According to the RSPB, there were more than 200 breeding pairs of White-tailed Eagles in 1700 but they become extinct in Britain during the early 1900s due to shepherds, gamekeepers, fisheries, and illegal egg collectors.
There were a few failed attempts to reintroduce White-tailed Eagles during the 1950s and 1960s. The lessons learned from these failures helped the program that was started in 1975 to become a success.
From 1975 to 1985, 82 young birds were brought from Norway and released on the Isle of Rum in Scotland. In 1985, a breeding pair on the Isle of Mull raised the first White-tailed Eagle chick born in Scotland in more than 70 years!
Today, there are a total of 46 pairs of White-tailed Eagles across Scotland. Last year they successfully raised 36 chicks, 10 of which were on the Isle of Mull.
Roseanna Cunningham, the Scottish Environment Minister:
”It is great news that these birds are thriving on Mull.
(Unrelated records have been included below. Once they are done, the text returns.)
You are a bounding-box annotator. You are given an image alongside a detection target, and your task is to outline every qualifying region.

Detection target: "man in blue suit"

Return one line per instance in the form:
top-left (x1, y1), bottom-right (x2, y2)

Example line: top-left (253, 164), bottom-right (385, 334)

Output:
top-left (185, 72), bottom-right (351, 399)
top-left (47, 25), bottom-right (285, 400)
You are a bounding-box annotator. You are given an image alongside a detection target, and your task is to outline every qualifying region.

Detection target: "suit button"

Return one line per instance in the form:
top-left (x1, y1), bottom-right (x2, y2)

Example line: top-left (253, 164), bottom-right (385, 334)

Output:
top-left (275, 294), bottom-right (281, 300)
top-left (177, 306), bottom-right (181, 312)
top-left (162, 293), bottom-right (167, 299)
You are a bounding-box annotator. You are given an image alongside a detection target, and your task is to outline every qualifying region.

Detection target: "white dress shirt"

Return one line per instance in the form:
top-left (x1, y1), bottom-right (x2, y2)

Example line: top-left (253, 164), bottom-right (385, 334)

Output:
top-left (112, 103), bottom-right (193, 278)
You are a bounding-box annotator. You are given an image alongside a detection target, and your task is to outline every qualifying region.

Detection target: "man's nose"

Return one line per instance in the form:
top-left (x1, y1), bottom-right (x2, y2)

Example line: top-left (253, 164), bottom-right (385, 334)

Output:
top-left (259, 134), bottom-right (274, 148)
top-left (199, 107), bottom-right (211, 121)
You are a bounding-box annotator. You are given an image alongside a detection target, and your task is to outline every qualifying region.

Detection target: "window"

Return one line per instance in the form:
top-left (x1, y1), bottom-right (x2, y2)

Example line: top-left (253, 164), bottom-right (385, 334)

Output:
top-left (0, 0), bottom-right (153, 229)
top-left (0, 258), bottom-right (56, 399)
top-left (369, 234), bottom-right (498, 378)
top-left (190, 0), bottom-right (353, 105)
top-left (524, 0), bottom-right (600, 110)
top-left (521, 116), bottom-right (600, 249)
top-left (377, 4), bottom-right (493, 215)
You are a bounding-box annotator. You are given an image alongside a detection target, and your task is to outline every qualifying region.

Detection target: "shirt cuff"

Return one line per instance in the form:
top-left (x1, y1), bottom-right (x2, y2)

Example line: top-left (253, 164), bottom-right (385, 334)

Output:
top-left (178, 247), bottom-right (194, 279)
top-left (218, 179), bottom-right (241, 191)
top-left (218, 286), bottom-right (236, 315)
What is also brilliant is that the local community is directly benefiting through green tourism.”
Approximately 6,000 people a year come to visit the White-tailed Eagles bringing in more than 2 million British pounds (3.3 million US dollars) to the local economy.
James Hilder, chief executive of the Mull & Iona Community Trust:
“Mull Eagle Watch has given a great boost to the communities of Mull & Iona, as it allows the trust to distribute thousands of pounds to local youth groups, sports clubs, societies as well as contributing to other environmental and educational initiatives locally.”